Been looking for this formula explaination for a long time!

Thanks for great tutorial and explanation.

In my game i want to use this but my game have maximum 6 players and all of them play against each other and among all of them if any one lose all lifes than rest of players should get win and The player who has lost his all life should get lose than how calculate ELO rating system.

Please give me the general form where there are more player than 2.

Is there a way to modify this formula to apply it other sports such as hockey or baseball where teams often end up winning by more than 1 point? I can’t seem to figure it out and I imagine a team winning by 5 points should impact their rating more than winning by 1.

Thanks,

John

You could adjust the k-factor such that a larger margin of victory results in a higher k-factor and a smaller margin of victory results in a lower k-factor.

Thx.

Hi Great work bro…. one question though : what is the base rating of player who has just started. and secondly in formula for r1′ = 10^ (r1/400) why is it 10 raise to and significance of 400 if any? and can u explain it.

According to my understanding. 400 is the strength i.e who is the strongest person +400 trophies and weakest to you -400 trophies.

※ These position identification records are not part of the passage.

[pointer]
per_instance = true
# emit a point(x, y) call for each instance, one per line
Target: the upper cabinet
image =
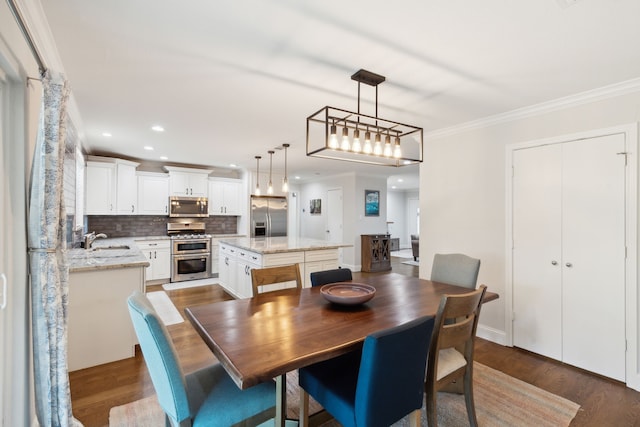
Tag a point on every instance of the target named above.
point(188, 182)
point(153, 193)
point(225, 196)
point(109, 190)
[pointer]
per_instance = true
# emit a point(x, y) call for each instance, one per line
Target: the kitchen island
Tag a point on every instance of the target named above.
point(100, 281)
point(238, 256)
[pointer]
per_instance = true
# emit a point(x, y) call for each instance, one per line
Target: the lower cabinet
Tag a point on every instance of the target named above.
point(99, 328)
point(158, 253)
point(235, 265)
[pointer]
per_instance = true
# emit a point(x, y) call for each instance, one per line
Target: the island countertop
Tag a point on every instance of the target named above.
point(272, 245)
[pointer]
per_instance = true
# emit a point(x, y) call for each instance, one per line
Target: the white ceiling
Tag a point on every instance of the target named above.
point(229, 79)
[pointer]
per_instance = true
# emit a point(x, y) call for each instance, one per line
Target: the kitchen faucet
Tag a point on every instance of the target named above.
point(90, 237)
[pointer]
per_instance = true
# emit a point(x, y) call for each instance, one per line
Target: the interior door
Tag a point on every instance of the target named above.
point(593, 245)
point(537, 297)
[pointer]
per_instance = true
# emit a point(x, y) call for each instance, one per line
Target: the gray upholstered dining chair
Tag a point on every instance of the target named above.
point(207, 397)
point(319, 278)
point(455, 269)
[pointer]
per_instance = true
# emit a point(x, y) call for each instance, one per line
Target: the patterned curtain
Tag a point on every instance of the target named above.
point(47, 259)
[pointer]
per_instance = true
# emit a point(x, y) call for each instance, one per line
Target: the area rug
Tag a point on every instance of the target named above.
point(501, 401)
point(168, 312)
point(189, 284)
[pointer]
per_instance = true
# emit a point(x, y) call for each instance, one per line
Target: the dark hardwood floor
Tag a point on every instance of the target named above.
point(603, 402)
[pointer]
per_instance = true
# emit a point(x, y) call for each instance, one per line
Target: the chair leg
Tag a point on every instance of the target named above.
point(468, 398)
point(432, 415)
point(304, 408)
point(414, 418)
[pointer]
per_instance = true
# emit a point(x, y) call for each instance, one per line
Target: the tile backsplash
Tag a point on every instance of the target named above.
point(150, 225)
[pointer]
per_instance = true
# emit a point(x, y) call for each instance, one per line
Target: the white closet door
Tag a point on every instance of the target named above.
point(537, 259)
point(593, 243)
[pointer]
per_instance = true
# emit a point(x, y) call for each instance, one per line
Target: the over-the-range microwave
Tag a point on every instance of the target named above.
point(190, 207)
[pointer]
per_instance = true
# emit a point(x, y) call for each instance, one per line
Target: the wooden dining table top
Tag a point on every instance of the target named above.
point(260, 338)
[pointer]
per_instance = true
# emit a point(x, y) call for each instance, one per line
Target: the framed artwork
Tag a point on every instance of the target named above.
point(371, 203)
point(315, 206)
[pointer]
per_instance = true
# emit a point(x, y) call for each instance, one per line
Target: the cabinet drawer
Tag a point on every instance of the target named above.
point(321, 255)
point(250, 257)
point(284, 258)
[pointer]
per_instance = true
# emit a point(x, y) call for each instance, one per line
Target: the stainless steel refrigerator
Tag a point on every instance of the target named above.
point(268, 216)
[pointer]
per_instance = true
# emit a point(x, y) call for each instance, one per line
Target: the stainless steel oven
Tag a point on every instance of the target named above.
point(190, 251)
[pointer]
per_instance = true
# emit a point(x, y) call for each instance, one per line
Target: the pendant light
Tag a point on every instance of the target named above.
point(285, 181)
point(258, 175)
point(270, 187)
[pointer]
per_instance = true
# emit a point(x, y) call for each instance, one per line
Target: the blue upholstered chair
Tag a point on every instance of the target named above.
point(455, 269)
point(378, 385)
point(207, 397)
point(319, 278)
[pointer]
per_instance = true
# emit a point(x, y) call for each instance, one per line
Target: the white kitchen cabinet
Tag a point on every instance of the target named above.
point(99, 328)
point(225, 196)
point(188, 182)
point(158, 253)
point(111, 186)
point(569, 252)
point(126, 188)
point(153, 193)
point(100, 188)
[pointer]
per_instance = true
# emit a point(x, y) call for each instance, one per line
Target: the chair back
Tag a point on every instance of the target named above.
point(392, 370)
point(160, 357)
point(455, 269)
point(319, 278)
point(273, 275)
point(453, 336)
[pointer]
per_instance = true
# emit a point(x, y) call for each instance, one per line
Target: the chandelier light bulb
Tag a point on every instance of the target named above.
point(345, 139)
point(356, 147)
point(367, 149)
point(387, 146)
point(397, 152)
point(333, 138)
point(377, 147)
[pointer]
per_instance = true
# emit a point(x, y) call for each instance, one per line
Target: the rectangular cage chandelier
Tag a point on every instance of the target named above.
point(334, 133)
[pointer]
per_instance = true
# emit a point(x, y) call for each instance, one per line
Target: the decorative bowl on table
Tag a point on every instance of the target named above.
point(348, 293)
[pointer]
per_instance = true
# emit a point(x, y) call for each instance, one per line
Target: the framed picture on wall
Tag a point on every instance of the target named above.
point(371, 203)
point(315, 206)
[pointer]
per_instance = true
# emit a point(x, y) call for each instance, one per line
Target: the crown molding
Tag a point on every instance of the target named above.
point(605, 92)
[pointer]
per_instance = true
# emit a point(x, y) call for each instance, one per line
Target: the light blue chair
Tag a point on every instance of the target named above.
point(455, 269)
point(376, 386)
point(207, 397)
point(319, 278)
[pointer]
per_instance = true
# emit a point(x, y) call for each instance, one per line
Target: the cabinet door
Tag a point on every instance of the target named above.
point(126, 189)
point(100, 188)
point(153, 195)
point(537, 258)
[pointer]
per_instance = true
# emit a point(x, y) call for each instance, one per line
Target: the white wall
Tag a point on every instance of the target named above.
point(462, 192)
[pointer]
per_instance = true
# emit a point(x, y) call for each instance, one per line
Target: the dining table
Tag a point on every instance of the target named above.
point(262, 338)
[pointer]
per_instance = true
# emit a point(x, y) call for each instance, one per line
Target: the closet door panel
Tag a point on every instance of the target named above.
point(593, 262)
point(537, 300)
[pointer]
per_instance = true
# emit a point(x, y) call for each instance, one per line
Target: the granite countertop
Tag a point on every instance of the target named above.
point(99, 258)
point(271, 245)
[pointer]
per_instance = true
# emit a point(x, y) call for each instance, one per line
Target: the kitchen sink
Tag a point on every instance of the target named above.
point(111, 248)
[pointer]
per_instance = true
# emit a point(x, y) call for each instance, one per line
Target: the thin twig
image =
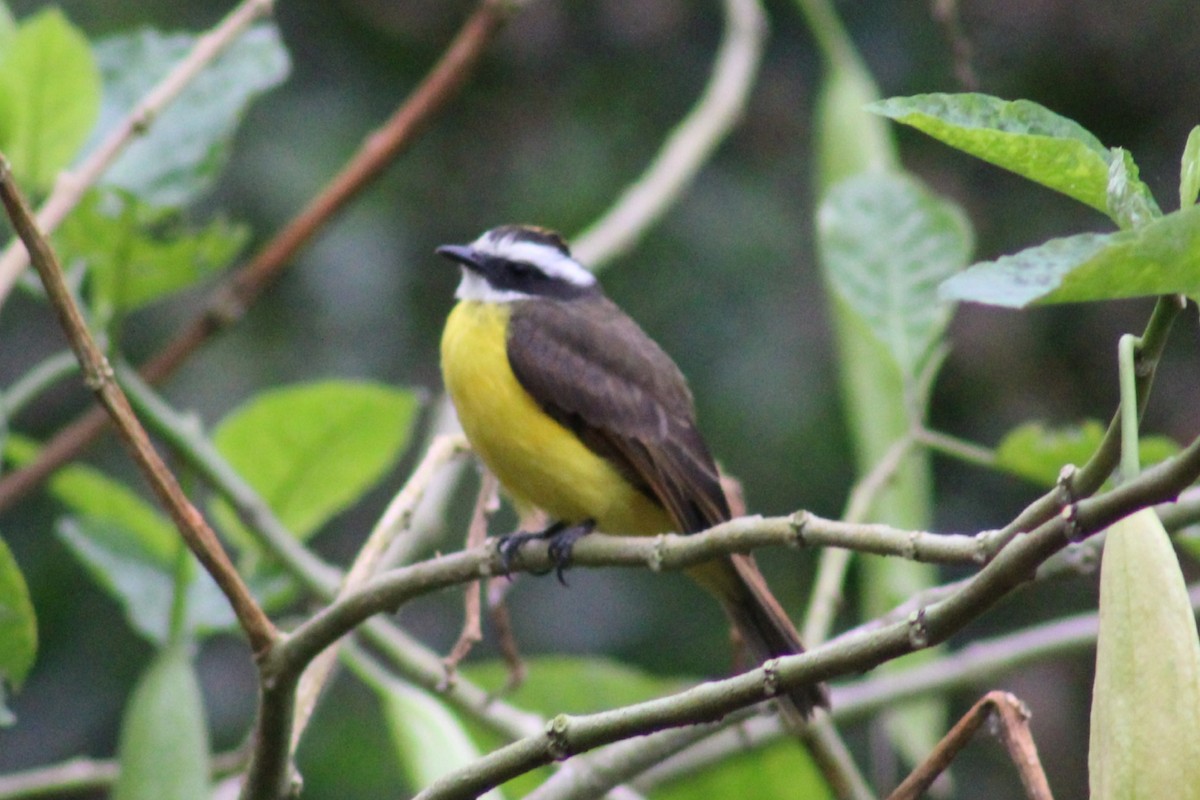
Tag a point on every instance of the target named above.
point(1090, 477)
point(70, 187)
point(833, 564)
point(229, 302)
point(505, 637)
point(1014, 728)
point(394, 522)
point(486, 504)
point(977, 665)
point(100, 379)
point(1013, 566)
point(408, 656)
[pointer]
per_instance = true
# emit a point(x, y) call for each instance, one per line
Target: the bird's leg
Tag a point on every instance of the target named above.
point(561, 537)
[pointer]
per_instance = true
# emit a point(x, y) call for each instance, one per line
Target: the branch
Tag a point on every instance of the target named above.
point(1015, 564)
point(1089, 479)
point(685, 751)
point(412, 659)
point(394, 521)
point(1014, 732)
point(100, 379)
point(690, 144)
point(229, 302)
point(70, 187)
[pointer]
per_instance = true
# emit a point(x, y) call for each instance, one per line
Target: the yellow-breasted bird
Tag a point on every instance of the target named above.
point(579, 413)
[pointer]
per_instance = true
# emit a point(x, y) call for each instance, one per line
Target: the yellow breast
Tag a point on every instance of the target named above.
point(537, 459)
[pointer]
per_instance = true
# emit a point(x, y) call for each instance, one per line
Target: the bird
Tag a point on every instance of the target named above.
point(579, 413)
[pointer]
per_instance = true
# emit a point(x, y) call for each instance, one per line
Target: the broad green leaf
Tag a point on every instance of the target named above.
point(1019, 136)
point(430, 740)
point(1146, 696)
point(90, 493)
point(1131, 204)
point(186, 146)
point(143, 584)
point(163, 750)
point(312, 450)
point(1038, 452)
point(886, 244)
point(1189, 170)
point(1162, 257)
point(137, 253)
point(781, 770)
point(51, 91)
point(18, 629)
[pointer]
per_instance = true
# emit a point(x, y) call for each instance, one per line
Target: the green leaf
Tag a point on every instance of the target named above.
point(849, 139)
point(1189, 170)
point(430, 740)
point(312, 450)
point(886, 244)
point(1038, 452)
point(1162, 257)
point(18, 627)
point(163, 750)
point(1146, 697)
point(1019, 136)
point(49, 94)
point(90, 493)
point(187, 145)
point(7, 28)
point(137, 253)
point(1131, 204)
point(142, 583)
point(781, 770)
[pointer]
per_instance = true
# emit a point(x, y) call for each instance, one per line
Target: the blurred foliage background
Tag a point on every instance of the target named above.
point(567, 108)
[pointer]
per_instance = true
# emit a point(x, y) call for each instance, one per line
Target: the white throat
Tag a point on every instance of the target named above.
point(477, 288)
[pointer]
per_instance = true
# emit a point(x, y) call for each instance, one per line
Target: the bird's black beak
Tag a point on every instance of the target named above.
point(462, 254)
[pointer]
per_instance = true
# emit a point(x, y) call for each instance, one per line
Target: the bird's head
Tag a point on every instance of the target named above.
point(517, 263)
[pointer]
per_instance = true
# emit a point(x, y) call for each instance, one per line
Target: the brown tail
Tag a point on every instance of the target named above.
point(761, 623)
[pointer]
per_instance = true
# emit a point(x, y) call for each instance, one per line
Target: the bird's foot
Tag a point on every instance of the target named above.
point(561, 540)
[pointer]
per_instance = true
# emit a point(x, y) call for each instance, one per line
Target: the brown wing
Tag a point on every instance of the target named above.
point(594, 371)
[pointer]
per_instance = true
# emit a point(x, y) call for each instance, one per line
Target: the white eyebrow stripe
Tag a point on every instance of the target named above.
point(545, 257)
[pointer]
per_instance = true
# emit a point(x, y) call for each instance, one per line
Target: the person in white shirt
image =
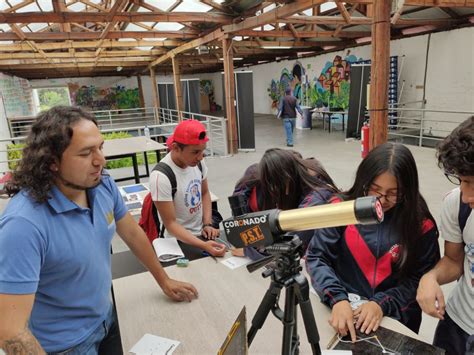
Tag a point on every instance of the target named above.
point(455, 330)
point(189, 214)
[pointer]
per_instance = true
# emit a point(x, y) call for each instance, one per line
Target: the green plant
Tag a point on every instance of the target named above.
point(14, 152)
point(126, 162)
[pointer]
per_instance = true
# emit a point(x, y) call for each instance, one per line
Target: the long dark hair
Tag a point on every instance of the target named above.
point(285, 178)
point(456, 152)
point(50, 135)
point(411, 210)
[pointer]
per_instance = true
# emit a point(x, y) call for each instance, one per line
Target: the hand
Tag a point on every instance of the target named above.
point(237, 251)
point(179, 291)
point(210, 232)
point(369, 315)
point(215, 248)
point(430, 296)
point(342, 319)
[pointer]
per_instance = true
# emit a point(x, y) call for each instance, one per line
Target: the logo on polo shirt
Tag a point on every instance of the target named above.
point(110, 217)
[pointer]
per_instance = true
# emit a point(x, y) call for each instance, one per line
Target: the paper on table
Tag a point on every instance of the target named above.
point(154, 345)
point(236, 261)
point(167, 249)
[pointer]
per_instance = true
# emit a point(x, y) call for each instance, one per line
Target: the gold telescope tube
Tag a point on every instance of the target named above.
point(325, 216)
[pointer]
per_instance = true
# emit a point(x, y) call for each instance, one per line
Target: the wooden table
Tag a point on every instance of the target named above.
point(129, 147)
point(202, 325)
point(328, 115)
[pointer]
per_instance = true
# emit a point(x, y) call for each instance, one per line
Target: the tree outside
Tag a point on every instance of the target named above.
point(50, 97)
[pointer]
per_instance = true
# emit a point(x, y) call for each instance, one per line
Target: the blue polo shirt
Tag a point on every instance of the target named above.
point(61, 253)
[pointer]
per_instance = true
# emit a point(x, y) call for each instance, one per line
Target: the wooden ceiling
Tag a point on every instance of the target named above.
point(69, 38)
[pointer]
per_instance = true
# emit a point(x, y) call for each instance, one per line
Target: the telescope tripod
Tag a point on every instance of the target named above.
point(287, 274)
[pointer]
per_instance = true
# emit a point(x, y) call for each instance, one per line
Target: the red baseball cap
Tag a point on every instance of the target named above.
point(189, 132)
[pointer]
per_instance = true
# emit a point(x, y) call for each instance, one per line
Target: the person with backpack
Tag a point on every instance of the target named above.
point(283, 179)
point(287, 111)
point(455, 329)
point(382, 263)
point(180, 191)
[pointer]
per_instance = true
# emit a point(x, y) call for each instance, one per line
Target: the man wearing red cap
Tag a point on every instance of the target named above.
point(189, 213)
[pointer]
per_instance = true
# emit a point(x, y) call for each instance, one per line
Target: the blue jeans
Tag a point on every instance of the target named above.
point(450, 337)
point(289, 124)
point(105, 339)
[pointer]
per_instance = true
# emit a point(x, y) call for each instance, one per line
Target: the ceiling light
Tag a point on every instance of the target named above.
point(418, 29)
point(363, 40)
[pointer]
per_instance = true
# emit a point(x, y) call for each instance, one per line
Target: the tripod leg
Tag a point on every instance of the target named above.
point(302, 295)
point(291, 340)
point(266, 305)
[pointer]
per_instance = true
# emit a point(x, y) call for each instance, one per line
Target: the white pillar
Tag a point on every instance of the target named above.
point(4, 134)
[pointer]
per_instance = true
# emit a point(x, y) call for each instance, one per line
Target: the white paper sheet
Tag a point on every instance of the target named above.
point(236, 261)
point(167, 249)
point(154, 345)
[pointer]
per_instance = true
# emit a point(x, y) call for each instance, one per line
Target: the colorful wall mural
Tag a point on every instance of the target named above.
point(329, 88)
point(17, 96)
point(108, 98)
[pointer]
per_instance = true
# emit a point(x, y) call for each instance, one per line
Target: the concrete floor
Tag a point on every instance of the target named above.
point(340, 158)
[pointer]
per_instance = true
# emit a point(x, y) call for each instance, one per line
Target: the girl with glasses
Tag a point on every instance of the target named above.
point(383, 263)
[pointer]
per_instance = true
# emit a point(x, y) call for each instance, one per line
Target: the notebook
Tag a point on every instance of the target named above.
point(167, 249)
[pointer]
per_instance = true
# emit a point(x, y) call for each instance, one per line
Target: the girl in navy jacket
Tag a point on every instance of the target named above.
point(283, 180)
point(381, 263)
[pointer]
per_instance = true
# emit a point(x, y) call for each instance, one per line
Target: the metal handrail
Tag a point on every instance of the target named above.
point(160, 121)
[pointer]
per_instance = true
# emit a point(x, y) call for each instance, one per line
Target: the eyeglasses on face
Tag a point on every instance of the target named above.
point(453, 178)
point(390, 197)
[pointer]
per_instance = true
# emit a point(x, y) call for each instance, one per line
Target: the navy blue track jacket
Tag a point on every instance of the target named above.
point(362, 260)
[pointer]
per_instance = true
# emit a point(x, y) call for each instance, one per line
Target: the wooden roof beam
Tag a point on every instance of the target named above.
point(303, 34)
point(326, 20)
point(440, 3)
point(218, 7)
point(337, 31)
point(272, 16)
point(344, 13)
point(105, 54)
point(81, 17)
point(90, 45)
point(174, 6)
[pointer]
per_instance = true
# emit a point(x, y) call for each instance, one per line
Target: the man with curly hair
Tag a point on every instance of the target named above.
point(455, 329)
point(55, 238)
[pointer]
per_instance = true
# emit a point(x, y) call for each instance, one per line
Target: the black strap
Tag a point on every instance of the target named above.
point(464, 213)
point(164, 168)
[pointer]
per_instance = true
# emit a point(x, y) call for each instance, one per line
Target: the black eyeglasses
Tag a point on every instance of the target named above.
point(390, 197)
point(453, 178)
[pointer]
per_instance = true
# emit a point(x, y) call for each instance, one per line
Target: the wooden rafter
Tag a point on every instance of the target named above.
point(81, 17)
point(303, 34)
point(337, 31)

Power to 10 defines distribution of trophies e.g range of trophies is 0-60 now how would you like user should be getting trophies let say with with power “2.17” distribution according to strength is 29,31,32 VS if 10 is the power the trophies will be 29,33,36.

Nice explanation Bro 🙂

Good job, this was really helpful!

I m still not getting why we used power of 10 and also that divide by 400 plz explain it.

me either 😛

uhh where did the 400 in 10^2400/400 come from

I worked the numbers and it appears from the model using “e” as the exponent and with the appropriate “s” that goes along with this, then converting to base 10 and altering the “s” makes the model look simpler. It does not retain the standard deviation as set (as if was 200 in the base e model…I think it becomes something like 173 if I recall correctly).

Awsome explanation. I wonder how to implement Elo rating system in motorsport races, where more than two player compete in the same match.

Great job! Very clear.

Where can i find a way to rate players in a team sport?

I wish you would provide one explicit example, and in generality per the cdf used.

Let’s say for the single variable there is a standard deviation “s” and then for the sum of cdf, the standard deviation turns into s*sqrt(2). With the convention mean =1500, go from the cdf model directly to a probability.

For example, with mean=1500 and standard deviation 200*sqrt(2), cdf(1700)=0.7 and cdf(1500)=0.5, how would you calculate Pr(1700 player beats 1500 player) regardless of the specific cdf form?